If you take to Google to list a number of different pet transportation options you will find there is quite a choice, and the difference in price is likely to astound you.
Let’s look at a scenario.
Your new puppy is 100 miles away. For the200 mile round trip you could end up with quotes ranging from £100 – £300. Well £100 definitely sounds better.
But is it?
Remember that pet transportation is a service! When you look at the cost, take some time to look at exactly what is covered as the chances are that to reduce the costs, there is a compromise in service.
In likelihood, your puppy has only travelled to and from the vets, and they would have been with their siblings and the breeder that are familiar with. This journey is longer, with strange new smells and humans they have never met before. There is a chance they could be put into a crate that they are not used to and transported alongside other animals. This can be traumatic to even the most laid-back puppies. This level of distress in their formative months can have lasting repercussions and your beautiful new family member may not settle.

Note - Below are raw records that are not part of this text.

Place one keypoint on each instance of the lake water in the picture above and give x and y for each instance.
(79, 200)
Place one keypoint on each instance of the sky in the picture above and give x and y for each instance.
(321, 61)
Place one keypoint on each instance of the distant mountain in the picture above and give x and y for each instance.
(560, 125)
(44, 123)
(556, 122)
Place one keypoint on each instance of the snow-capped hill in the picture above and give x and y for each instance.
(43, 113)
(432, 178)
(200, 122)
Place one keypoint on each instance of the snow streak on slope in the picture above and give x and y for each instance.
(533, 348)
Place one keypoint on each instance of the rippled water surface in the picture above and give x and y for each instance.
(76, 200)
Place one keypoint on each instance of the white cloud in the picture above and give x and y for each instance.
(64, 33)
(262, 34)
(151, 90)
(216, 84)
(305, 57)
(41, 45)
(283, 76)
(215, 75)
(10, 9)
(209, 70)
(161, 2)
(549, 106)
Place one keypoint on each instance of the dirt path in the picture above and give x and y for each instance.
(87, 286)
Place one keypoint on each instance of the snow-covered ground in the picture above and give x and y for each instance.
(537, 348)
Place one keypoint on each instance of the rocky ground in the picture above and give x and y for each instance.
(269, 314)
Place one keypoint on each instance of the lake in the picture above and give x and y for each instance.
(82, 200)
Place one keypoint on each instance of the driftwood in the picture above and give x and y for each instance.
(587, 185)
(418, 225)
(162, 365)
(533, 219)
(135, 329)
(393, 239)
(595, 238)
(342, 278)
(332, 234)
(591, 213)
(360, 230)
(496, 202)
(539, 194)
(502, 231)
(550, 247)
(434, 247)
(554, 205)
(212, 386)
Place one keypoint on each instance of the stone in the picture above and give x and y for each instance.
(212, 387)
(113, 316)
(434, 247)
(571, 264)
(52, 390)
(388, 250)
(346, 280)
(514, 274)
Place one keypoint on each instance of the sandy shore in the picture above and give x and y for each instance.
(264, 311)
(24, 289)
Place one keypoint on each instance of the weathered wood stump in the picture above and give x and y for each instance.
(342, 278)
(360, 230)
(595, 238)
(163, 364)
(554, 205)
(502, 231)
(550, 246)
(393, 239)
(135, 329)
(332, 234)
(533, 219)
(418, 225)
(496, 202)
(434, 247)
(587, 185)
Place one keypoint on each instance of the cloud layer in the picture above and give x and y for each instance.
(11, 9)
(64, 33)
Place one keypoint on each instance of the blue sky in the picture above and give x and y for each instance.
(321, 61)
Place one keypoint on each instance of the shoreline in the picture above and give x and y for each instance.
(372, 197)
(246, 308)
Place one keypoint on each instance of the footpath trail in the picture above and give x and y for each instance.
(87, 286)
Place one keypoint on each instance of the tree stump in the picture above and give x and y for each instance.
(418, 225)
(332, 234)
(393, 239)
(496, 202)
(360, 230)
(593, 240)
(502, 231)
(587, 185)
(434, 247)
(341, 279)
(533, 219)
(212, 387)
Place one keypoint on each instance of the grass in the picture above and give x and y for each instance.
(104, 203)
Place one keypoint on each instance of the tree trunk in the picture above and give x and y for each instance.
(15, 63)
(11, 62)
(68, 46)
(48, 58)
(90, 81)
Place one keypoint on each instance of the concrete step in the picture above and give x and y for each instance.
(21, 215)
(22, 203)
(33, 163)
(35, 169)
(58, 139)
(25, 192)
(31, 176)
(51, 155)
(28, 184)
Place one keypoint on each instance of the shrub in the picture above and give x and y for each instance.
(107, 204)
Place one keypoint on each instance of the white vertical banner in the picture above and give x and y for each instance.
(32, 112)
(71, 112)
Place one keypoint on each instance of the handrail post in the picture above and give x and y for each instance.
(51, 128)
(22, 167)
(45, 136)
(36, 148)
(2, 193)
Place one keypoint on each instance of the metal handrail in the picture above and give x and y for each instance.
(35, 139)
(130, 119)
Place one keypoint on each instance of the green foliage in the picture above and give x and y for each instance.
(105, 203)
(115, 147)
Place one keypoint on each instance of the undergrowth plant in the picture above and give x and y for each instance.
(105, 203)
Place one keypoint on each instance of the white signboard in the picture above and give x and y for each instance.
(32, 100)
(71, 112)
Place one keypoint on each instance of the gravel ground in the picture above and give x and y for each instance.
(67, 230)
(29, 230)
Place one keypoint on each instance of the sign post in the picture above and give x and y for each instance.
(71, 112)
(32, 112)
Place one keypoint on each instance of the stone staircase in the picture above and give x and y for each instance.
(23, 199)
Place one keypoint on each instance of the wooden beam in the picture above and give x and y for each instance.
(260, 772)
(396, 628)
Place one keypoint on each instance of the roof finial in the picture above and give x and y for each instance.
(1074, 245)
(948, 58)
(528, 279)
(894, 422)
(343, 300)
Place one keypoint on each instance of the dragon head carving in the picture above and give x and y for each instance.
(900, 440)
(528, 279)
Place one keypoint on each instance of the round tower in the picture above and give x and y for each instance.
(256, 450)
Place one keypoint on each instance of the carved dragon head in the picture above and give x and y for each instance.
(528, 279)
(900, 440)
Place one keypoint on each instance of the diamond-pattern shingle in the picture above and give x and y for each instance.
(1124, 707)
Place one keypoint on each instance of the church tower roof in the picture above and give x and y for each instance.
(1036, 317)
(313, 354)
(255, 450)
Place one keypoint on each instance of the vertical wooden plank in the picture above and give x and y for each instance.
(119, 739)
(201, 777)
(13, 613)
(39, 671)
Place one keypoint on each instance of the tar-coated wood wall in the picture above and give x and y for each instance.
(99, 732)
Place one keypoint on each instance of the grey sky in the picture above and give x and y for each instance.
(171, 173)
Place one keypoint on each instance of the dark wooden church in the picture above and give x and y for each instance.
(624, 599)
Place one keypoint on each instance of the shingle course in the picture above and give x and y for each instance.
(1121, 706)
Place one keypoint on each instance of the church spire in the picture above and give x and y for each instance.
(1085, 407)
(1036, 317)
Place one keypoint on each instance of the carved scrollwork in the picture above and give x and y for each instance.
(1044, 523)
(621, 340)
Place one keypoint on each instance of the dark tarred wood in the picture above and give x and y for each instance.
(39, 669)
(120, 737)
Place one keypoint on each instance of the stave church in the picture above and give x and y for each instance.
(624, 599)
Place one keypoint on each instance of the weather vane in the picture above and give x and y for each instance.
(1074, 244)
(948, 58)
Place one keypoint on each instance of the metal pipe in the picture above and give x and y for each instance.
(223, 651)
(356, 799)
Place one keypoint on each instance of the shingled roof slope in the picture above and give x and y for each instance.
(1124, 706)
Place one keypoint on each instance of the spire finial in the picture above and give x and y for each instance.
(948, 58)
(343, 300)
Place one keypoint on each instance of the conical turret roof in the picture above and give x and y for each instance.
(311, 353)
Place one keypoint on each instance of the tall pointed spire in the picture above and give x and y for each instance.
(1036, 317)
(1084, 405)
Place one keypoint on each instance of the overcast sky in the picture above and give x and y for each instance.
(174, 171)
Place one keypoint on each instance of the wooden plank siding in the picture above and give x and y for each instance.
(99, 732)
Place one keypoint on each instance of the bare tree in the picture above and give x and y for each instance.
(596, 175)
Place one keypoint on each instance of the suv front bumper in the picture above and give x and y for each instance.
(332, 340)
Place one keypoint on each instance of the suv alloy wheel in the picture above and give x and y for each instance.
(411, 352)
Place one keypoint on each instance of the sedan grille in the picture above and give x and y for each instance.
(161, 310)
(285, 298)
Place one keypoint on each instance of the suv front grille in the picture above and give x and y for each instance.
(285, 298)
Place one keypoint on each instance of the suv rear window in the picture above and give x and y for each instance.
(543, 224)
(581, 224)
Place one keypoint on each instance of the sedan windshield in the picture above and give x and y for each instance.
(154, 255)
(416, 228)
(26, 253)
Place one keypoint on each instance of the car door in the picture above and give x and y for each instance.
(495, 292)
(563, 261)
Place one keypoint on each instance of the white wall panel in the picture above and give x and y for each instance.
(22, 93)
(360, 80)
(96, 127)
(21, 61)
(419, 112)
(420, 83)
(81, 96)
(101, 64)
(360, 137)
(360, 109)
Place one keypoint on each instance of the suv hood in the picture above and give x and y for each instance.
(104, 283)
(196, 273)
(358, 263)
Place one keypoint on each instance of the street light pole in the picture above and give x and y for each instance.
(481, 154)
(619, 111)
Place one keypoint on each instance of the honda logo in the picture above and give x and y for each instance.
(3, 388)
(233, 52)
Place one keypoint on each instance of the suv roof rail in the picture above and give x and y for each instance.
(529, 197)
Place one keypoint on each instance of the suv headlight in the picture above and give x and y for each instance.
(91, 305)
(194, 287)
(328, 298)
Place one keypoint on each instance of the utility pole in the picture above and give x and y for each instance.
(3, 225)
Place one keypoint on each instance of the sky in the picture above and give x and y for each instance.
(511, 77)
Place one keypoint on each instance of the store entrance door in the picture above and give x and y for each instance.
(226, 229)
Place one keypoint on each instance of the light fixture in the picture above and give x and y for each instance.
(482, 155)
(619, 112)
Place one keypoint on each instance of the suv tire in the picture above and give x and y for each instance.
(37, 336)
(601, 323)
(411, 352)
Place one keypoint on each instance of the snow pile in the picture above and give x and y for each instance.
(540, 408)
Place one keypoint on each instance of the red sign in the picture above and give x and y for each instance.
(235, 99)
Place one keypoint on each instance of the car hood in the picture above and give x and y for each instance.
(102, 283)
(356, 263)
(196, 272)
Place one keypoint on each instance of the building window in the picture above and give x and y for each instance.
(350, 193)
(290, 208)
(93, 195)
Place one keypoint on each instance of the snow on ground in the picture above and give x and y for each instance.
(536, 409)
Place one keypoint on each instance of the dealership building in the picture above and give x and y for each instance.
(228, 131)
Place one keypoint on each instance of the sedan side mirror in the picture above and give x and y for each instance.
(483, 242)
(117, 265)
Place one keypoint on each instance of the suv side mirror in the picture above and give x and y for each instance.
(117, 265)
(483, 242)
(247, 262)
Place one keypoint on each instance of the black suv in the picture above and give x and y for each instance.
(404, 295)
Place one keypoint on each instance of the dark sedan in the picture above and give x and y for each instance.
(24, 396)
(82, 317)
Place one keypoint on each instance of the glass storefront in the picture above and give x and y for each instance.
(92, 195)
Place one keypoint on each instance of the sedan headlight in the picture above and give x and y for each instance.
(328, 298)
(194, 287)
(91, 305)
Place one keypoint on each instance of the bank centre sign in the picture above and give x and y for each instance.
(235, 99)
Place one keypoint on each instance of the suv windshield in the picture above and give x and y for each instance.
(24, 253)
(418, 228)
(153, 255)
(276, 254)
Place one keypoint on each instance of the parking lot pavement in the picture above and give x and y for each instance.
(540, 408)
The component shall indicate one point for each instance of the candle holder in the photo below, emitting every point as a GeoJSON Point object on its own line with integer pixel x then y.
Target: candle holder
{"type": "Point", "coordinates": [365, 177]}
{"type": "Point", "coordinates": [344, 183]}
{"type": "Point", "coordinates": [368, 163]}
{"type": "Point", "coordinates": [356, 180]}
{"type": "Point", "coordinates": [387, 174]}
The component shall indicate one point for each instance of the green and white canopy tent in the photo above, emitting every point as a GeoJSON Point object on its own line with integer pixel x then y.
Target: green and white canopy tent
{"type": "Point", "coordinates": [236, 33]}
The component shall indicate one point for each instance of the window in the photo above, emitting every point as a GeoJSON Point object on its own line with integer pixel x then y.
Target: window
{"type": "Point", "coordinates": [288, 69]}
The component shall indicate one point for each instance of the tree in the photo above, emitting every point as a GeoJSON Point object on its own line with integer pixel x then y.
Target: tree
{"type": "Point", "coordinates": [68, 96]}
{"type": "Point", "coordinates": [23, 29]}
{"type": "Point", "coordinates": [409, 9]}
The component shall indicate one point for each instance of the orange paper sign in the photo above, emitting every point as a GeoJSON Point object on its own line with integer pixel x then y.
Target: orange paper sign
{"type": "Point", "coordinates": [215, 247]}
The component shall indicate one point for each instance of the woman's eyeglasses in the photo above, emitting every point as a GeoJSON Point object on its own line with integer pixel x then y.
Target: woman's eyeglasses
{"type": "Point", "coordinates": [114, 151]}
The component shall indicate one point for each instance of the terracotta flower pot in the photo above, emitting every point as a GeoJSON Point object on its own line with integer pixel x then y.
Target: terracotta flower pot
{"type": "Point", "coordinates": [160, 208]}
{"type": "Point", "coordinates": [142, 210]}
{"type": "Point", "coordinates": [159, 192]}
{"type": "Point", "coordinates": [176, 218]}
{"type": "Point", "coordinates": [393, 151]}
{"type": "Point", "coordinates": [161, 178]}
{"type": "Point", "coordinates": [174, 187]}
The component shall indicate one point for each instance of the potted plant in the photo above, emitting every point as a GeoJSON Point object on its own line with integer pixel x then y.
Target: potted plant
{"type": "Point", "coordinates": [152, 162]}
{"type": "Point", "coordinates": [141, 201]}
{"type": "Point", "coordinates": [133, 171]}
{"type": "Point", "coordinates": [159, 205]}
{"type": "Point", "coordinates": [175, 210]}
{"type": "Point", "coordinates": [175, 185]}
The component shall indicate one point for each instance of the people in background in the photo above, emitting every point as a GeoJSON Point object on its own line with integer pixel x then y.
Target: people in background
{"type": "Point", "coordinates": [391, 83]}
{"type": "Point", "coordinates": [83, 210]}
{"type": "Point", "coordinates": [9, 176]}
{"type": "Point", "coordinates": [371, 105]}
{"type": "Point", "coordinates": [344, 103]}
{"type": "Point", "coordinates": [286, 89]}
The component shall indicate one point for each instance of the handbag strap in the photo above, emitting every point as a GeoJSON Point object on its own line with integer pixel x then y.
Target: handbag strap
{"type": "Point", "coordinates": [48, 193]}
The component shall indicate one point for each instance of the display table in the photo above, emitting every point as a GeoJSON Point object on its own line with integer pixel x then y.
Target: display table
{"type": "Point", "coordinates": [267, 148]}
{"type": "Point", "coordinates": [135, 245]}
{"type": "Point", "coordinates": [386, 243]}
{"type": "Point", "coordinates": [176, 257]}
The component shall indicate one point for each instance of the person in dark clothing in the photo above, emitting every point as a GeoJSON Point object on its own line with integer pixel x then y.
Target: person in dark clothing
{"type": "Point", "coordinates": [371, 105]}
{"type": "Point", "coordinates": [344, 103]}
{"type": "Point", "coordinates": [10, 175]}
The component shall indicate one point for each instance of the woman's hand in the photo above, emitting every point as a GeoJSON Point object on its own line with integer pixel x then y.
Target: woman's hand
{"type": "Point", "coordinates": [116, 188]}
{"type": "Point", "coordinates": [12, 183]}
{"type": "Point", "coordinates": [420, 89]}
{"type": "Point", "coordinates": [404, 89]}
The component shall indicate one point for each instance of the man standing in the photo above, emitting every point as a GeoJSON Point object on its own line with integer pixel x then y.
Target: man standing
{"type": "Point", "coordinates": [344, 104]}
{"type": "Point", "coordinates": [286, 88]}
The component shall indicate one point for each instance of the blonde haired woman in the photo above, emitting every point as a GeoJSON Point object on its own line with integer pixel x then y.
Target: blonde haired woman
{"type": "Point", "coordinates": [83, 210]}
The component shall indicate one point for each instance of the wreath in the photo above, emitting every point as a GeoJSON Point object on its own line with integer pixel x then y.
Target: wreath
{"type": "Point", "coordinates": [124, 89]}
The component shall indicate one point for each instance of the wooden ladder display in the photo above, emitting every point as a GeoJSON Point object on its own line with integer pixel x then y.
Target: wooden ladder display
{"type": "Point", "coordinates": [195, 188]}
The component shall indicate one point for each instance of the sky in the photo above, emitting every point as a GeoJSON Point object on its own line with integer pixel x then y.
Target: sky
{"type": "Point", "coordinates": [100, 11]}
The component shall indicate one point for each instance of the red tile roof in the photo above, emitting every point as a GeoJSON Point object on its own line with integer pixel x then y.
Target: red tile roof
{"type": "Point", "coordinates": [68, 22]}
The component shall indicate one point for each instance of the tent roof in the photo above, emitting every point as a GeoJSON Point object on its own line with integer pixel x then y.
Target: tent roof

A lot of this can be remedied, and give you peace of mind, by asking a few simple questions as you seek your pet transport provider.
* What does the cost cover?
* How will they be transporting the puppy?
* Who will be supervising the puppy?
* Where will the puppy be sat throughout the journey?
* Are they insured? Ask for confirmation.
* How experienced are they? Ask for references.
* What will the transport provider do if they have any concerns?
* Do they have a transport license?
* How many other animals will be travelling with my puppy?
These are questions you need to ask, and the answers you are looking for will be in line with those outlined below…
The puppy will be transported with an animal welfare assistant, right next to them.
Yes they are insured, experienced, and they hold a license to transport animals.
Lastly, your puppy will be the only animal on board and they will call you directly with any concerns.
A puppy will be sick several times, and need cleaning up several times and need monitoring and comforting throughout the journey. In the back of a van, in a crate with many other dogs, who you have no knowledge or assessment of, is not a safe or healthy way to bring your family member home. At best the puppy is traumatized for life, a worst it could die from choking on its own vomit.
If these reassurances are not in place, you would be best to avoid them. Remember, if something sounds too good to be true, it probably is.